# High-level CNN PyTorch Example

*Modified by Jordan A Caraballo Vega (jordancaraballo)*

In [1]:
import os
import sys
import numpy as np
import math
import torch
import torch.nn as nn
import torch.nn.functional as F
import torch.optim as optim
import torch.utils.data as data_utils
import torch.nn.init as init
from torch.autograd import Variable
from common.params import *
from common.utils import *

In [2]:
# Force one-gpu
os.environ["CUDA_VISIBLE_DEVICES"] = "0,1,2,3"

In [3]:
# Performance Improvement
# 1. Auto-tune
torch.backends.cudnn.benchmark=True

In [4]:
print("OS: ", sys.platform)
print("Python: ", sys.version)
print("PyTorch: ", torch.__version__)
print("Numpy: ", np.__version__)
print("GPU: ", get_gpu_name())
print(get_cuda_version())
print("CuDNN Version ", get_cudnn_version())

OS:  linux
Python:  3.6.7 | packaged by conda-forge | (default, Jul  2 2019, 02:18:42) 
[GCC 7.3.0]
PyTorch:  1.4.0
Numpy:  1.17.0
GPU:  ['Tesla V100-SXM2-16GB', 'Tesla V100-SXM2-16GB', 'Tesla V100-SXM2-16GB', 'Tesla V100-SXM2-16GB']
CUDA Version 10.1.243
CuDNN Version  No CUDNN in this machine


In [5]:
class SymbolModule(nn.Module):
    def __init__(self, n_classes=N_CLASSES):
        super(SymbolModule, self).__init__()
        self.conv1 = nn.Conv2d(3, 50, kernel_size=3, padding=1)
        self.conv2 = nn.Conv2d(50, 50, kernel_size=3, padding=1)
        self.conv3 = nn.Conv2d(50, 100, kernel_size=3, padding=1)
        self.conv4 = nn.Conv2d(100, 100, kernel_size=3, padding=1)
        # feature map size is 8*8 by pooling
        self.fc1 = nn.Linear(100*8*8, 512)
        self.fc2 = nn.Linear(512, n_classes)

    def forward(self, x):
        # PyTorch requires a flag for training in dropout
        x = self.conv2(F.relu(self.conv1(x)))
        x = F.relu(F.max_pool2d(x, kernel_size=2, stride=2))
        x = F.dropout(x, 0.25, training=self.training)

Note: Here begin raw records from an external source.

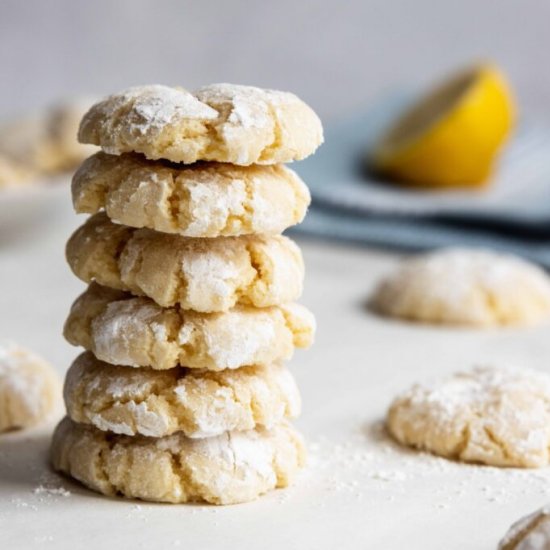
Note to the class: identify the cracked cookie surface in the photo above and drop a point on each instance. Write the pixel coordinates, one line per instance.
(122, 329)
(201, 200)
(29, 388)
(465, 287)
(240, 125)
(205, 275)
(131, 401)
(499, 417)
(230, 468)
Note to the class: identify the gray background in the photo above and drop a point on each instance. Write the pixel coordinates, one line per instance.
(337, 55)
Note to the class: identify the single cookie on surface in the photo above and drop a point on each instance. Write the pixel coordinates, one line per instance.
(131, 401)
(531, 532)
(227, 469)
(200, 274)
(465, 287)
(42, 144)
(499, 417)
(29, 388)
(201, 200)
(125, 330)
(222, 122)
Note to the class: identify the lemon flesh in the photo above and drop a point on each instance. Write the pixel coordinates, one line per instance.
(451, 137)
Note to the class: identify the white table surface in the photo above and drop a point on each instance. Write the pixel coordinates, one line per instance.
(359, 490)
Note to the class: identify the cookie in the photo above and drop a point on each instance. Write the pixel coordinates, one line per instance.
(227, 469)
(200, 274)
(222, 122)
(466, 287)
(42, 144)
(131, 401)
(125, 330)
(529, 533)
(499, 417)
(29, 388)
(201, 200)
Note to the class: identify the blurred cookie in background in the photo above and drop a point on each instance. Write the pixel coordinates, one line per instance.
(30, 390)
(42, 144)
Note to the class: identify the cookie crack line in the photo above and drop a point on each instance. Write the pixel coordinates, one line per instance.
(242, 125)
(200, 404)
(236, 267)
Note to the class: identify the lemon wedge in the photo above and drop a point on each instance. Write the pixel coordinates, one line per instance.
(451, 137)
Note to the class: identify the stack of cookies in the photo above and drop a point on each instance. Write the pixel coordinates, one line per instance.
(189, 314)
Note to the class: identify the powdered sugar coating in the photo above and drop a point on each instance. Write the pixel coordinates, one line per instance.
(493, 416)
(230, 468)
(204, 275)
(131, 401)
(222, 122)
(200, 200)
(29, 388)
(466, 287)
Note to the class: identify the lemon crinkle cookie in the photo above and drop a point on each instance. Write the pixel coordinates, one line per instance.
(125, 330)
(29, 388)
(198, 403)
(201, 274)
(465, 287)
(222, 122)
(529, 533)
(230, 468)
(201, 200)
(499, 417)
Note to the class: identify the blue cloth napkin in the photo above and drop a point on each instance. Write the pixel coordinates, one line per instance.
(512, 214)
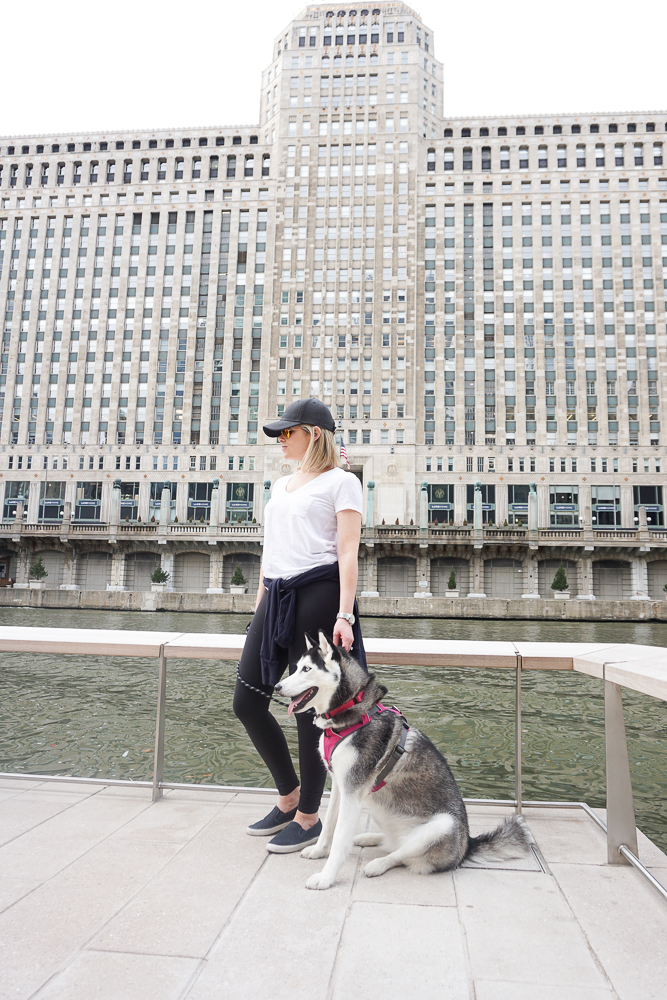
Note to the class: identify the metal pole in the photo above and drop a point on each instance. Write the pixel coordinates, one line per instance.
(158, 760)
(621, 828)
(517, 738)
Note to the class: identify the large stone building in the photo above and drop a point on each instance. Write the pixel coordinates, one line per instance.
(478, 300)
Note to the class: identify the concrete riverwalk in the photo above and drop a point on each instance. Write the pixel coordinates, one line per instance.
(106, 895)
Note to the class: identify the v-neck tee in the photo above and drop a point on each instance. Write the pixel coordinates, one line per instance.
(300, 528)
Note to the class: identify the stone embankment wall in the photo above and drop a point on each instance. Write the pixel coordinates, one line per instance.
(381, 607)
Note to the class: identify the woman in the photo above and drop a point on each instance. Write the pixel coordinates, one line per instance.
(308, 581)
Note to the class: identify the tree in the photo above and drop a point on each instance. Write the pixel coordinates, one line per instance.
(38, 570)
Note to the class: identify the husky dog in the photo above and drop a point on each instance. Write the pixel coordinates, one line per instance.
(418, 808)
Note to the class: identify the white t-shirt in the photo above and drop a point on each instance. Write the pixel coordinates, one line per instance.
(300, 529)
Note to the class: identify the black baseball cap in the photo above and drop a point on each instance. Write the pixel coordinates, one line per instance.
(302, 411)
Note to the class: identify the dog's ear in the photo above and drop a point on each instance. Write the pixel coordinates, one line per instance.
(310, 643)
(326, 647)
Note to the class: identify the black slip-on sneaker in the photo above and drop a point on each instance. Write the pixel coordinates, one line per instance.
(294, 838)
(273, 823)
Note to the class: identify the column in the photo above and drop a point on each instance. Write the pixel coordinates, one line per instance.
(423, 508)
(370, 505)
(639, 570)
(586, 591)
(477, 575)
(215, 571)
(530, 585)
(371, 573)
(423, 572)
(117, 568)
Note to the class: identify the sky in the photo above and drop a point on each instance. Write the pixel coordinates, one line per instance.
(78, 66)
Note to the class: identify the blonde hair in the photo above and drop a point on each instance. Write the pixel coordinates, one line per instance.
(321, 454)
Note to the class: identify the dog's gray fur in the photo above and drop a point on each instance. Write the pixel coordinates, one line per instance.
(420, 812)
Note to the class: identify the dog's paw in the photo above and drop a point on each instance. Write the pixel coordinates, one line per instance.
(368, 840)
(319, 881)
(376, 867)
(315, 851)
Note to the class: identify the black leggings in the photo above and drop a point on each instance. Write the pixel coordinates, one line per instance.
(316, 608)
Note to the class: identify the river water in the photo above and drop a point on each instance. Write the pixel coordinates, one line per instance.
(89, 716)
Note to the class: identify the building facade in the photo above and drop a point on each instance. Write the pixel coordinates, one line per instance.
(478, 301)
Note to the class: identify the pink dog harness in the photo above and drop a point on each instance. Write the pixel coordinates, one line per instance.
(333, 739)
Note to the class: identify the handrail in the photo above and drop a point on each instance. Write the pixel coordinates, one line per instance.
(640, 668)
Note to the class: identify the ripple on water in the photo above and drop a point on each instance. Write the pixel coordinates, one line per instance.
(89, 716)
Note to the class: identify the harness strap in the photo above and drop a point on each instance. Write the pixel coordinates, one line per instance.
(397, 753)
(343, 708)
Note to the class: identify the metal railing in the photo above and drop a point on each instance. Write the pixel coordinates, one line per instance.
(639, 668)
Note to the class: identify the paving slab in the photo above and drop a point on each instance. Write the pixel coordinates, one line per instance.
(519, 927)
(422, 948)
(45, 850)
(183, 909)
(46, 929)
(282, 939)
(108, 976)
(12, 889)
(625, 921)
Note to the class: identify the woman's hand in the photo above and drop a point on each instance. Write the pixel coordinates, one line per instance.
(343, 634)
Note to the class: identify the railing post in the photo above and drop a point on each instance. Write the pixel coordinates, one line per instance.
(621, 828)
(517, 738)
(158, 760)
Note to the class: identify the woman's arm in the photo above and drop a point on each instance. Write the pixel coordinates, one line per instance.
(349, 532)
(260, 589)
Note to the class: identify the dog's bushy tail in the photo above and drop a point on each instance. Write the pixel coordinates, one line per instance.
(509, 840)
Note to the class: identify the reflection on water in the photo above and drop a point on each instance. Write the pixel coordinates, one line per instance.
(92, 716)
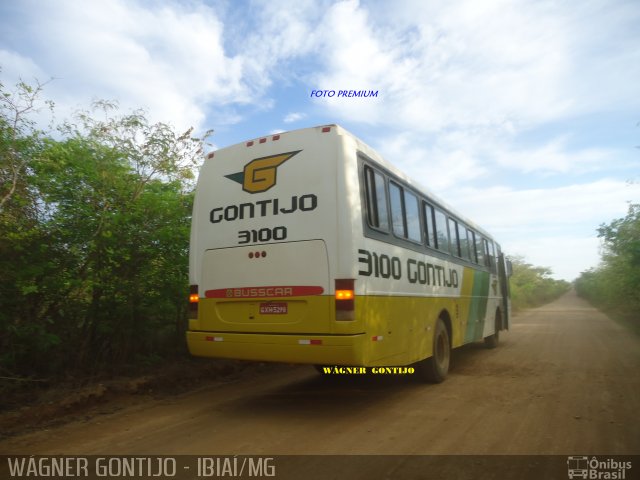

        x = self.conv4(F.relu(self.conv3(x)))
        x = F.relu(F.max_pool2d(x, kernel_size=2, stride=2))
        x = F.dropout(x, 0.25, training=self.training)

        x = x.view(-1, 100*8*8)   # reshape Variable
        x = F.dropout(F.relu(self.fc1(x)), 0.5, training=self.training)
        return self.fc2(x)

In [6]:
def init_model(m, lr=LR, momentum=MOMENTUM):
    # This criterion combines nn.LogSoftmax() and nn.NLLLoss() in one single class
    opt = optim.SGD(m.parameters(), lr, momentum)
    criterion = nn.CrossEntropyLoss()
    return opt, criterion

In [7]:
%%time
# Data into format for library
x_train, x_test, y_train, y_test = cifar_for_library(channel_first=True)
# Torch-specific
y_train = y_train.astype(np.int32)
y_test = y_test.astype(np.int64)
print(x_train.shape, x_test.shape, y_train.shape, y_test.shape)
print(x_train.dtype, x_test.dtype, y_train.dtype, y_test.dtype)

Preparing train set...
Preparing test set...
(50000, 3, 32, 32) (10000, 3, 32, 32) (50000,) (10000,)
float32 float32 int32 int64
CPU times: user 557 ms, sys: 631 ms, total: 1.19 s
Wall time: 2.72 s


In [8]:
%%time
sym = SymbolModule()
sym = nn.DataParallel(sym)
sym.cuda() # CUDA!

CPU times: user 3.33 s, sys: 1.83 s, total: 5.16 s
Wall time: 22.4 s


In [9]:
%%time
optimizer, criterion = init_model(sym)

CPU times: user 349 µs, sys: 0 ns, total: 349 µs
Wall time: 355 µs


In [13]:
%%time
# Main training loop: 51s
sym.train() # Sets training = True 
EPOCHS=40
for j in range(EPOCHS):
    for data, target in yield_mb(x_train, y_train, BATCHSIZE, shuffle=True):
        # Get samples
        data = Variable(torch.FloatTensor(data).cuda())
        target = Variable(torch.LongTensor(target).cuda())
        # Init
        optimizer.zero_grad()
        # Forwards
        output = sym(data)
        # Loss
        loss = criterion(output, target)
        # Back-prop
        loss.backward()
        optimizer.step()
    # Log
    print(j)

0
1
2
3
4
5
6
7
8
9
10
11
12
13
14
15
16
17
18
19
20
21
22
23
24
25
26
27
28
29
30
31
32
33
34
35
36
37
38
39
CPU times: user 3min 29s, sys: 27.6 s, total: 3min 57s
Wall time: 2min 18s


In [14]:
%%time
# Main evaluation loop: 308ms
sym.eval() # Sets training = False
n_samples = (y_test.shape[0]//BATCHSIZE)*BATCHSIZE
y_guess = np.zeros(n_samples, dtype=np.int)
y_truth = y_test[:n_samples]
c = 0
for data, target in yield_mb(x_test, y_test, BATCHSIZE):
    # Get samples
    data = Variable(torch.FloatTensor(data).cuda())
    # Forwards
    output = sym(data)
    pred = output.data.max(1)[1].cpu().numpy().squeeze()
    # Collect results
    y_guess[c*BATCHSIZE:(c+1)*BATCHSIZE] = pred
    c += 1

CPU times: user 488 ms, sys: 74.6 ms, total: 563 ms
Wall time: 331 ms


In [15]:
print("Accuracy: ", 1.*sum(y_guess == y_truth)/len(y_guess))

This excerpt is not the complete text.